In a recently submitted article on the ArXiV* server, researchers spotlight the crucial yet often overlooked aspect of aligning Artificial Intelligence (AI) outputs with human expectations in decision support systems. This challenge has spurred the development of Explainable AI (XAI), which advocates for a more human-centered perspective in AI development.
*Important notice: arXiv publishes preliminary scientific reports that are not peer-reviewed and, therefore, should not be regarded as definitive, used to guide development decisions, or treated as established information in the field of artificial intelligence research.
The article emphasizes the importance of determining not only what information AI should provide but also how to present it to users. To address the lack of standardized terminology for human-AI interactions in decision support, the researchers conducted a systematic review, resulting in a taxonomy of interaction patterns. The findings indicate that current interactions tend to be simplistic, emphasizing the importance of fostering more interactive functionality in AI systems.
XAI and Decision-Making Interactivity
The growing field of XAI aims to enhance AI systems by not only providing recommendations but also justifications for user decisions. While AI advancements have opened new possibilities for supporting human decision-making, there is a need to understand how and when to communicate information effectively. Interactivity between humans and AI is a pivotal component, and it's essential to deliberate the type and sequence of most beneficial interactions. Empirical studies have shown that interactions with AI systems are often limited to simple menu selections, such as clicking buttons.
Scope and Search Criteria
This survey primarily focuses on human-AI interaction paradigms in explicit decision-making tasks, differentiating from proxy tasks where users simulate AI outputs. The study covers works conducted between 2013 and June 2023, searching in five major databases: Association for Computing Machinery (ACM), Institute of Electrical and Electronics Engineers (IEEE) Explore, Compendex, Scopus, and PubMed.
The researchers constructed the search terms to encompass AI systems, human-AI interaction, decision-making tasks, and interaction design to pinpoint articles that evaluated interactions during decision-making tasks. Inclusion criteria include complete decision-making processes, implementation of user interfaces, various modes of interaction, and empirical user studies. Exclusions comprise studies involving robotics and gaming and non-peer-reviewed or review papers.
Evaluation Methods in AI-Assisted Decision-Making
Researchers analyzed various evaluation methods and measures across different domains in the study of AI-assisted decision-making. The goal of these methods was to assess the effectiveness and user experience of AI support during decision-making tasks. These researchers commonly employed both objective and subjective measures to evaluate the interaction between humans and AI systems comprehensively.
Objective measures in these evaluations included several essential constructs. Efficacy, for example, focuses on the actual performance of the human and AI working together, with metrics such as decision accuracy, error rates, and other performance-related indicators. Trust and Reliance were also assessed objectively, often through measurements like agreement with AI advice, compliance frequency, over-reliance on AI recommendations, and the weighting of AI advice in AI-follow assistance and delegation scenarios.
Efficiency was another fundamental construct measured objectively, typically involving decision time, total task completion time, and exploration of various task functionalities.
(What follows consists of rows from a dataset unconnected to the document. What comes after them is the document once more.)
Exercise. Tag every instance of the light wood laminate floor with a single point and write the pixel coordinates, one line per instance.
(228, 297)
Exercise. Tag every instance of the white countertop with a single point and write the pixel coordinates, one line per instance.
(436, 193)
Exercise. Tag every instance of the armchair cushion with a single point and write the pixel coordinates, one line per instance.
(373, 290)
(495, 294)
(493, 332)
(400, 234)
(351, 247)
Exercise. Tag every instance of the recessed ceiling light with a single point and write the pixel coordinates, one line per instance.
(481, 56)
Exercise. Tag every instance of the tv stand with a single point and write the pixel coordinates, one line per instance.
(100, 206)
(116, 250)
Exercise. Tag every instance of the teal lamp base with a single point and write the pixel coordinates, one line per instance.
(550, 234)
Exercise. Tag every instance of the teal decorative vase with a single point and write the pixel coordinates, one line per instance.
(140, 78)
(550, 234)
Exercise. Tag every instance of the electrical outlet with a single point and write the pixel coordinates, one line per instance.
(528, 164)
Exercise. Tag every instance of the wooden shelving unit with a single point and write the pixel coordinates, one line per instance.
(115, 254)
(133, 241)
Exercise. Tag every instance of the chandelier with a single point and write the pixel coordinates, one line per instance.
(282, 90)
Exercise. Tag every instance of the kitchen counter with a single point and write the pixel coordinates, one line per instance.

Additionally, researchers occasionally assessed users' objective understanding of AI systems, examining how well users comprehended AI behavior and reasoning. Researchers used subjective measures to capture users' perceptions and experiences during AI-assisted decision-making. These included a range of constructs:
Efficacy: Researchers also evaluated users' understanding of AI systems, examining how well users comprehended AI behavior and reasoning and occasionally assessed this objectively.
Trust and Reliance: Researchers often assess subjective trust and Reliance on AI by employing standardized questionnaires encompassing various dimensions, including competence, reliability, trustworthiness, intention to comply, credibility, and uncertainty.
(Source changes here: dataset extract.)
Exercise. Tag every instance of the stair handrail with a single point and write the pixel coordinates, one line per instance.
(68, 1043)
Usability: Researchers evaluated system usability subjectively, considering factors like usefulness, acceptance, satisfaction, potential implementation, and system complexity.
Decision Satisfaction: Researchers used subjective measures to encompass evaluations of decision satisfaction and assessments of mental demand, cognitive load, task difficulty, frustration, and workload.
Understanding: Assessing users' subjective comprehension and understanding of AI systems, especially in cases where explainability components were involved.
It's important to note that the construct of fairness. However, the exclusion of works focusing on human perceptions of AI outcomes, particularly fairness judgments, resulted in the limited prominence of relevance in AI-assisted decision-making within subjective measures. Researchers grouped any metrics that did not
fit the defined categories under the "other" constructs. This comprehensive set of evaluation methods and measures provided valuable insights into the performance and user experience of AI-assisted decision-making across various domains.
Survey Limitations and Considerations
The selection criteria exclusively focused on published manuscripts that conducted empirical evaluations of human-AI interactions, potentially excluding relevant work if they did not explicitly mention interaction design in titles, abstracts, or the body of the text. There is a possibility of publication bias, which might have led to the omission of relevant research.
Additionally, the analysis was limited to screen-based interfaces for AI assistance, and embodied AI, which supports different interaction modes, was not covered. The strict criteria required studies to encompass complete decision-making tasks to ensure authentic human-AI interactions. Given the wide range of experimental designs and variables in the papers reviewed, researchers abstracted interactions to identify patterns across diverse studies.
Conclusion
To sum up, this paper offers a systematic review of human-AI interactions within AI-assisted decision-making tasks, culminating in creating an interaction pattern taxonomy. This taxonomy provides a structured framework for comprehending these interactions, revealing a predominant focus on either AI-driven or human-led decision processes with limited attention to fostering interactive functionalities. Researchers recognize the significance of interaction design, advocating for purposeful choices in system development to enhance collaboration between humans and AI. The taxonomy presented is a valuable resource to inform the design and development of AI-based decision support systems, aiming to foster more effective, engaging, and user-centered collaborations.
*Important notice: arXiv publishes preliminary scientific reports that are not peer-reviewed and, therefore, should not be regarded as definitive, used to guide development decisions, or treated as established information in the field of artificial intelligence research.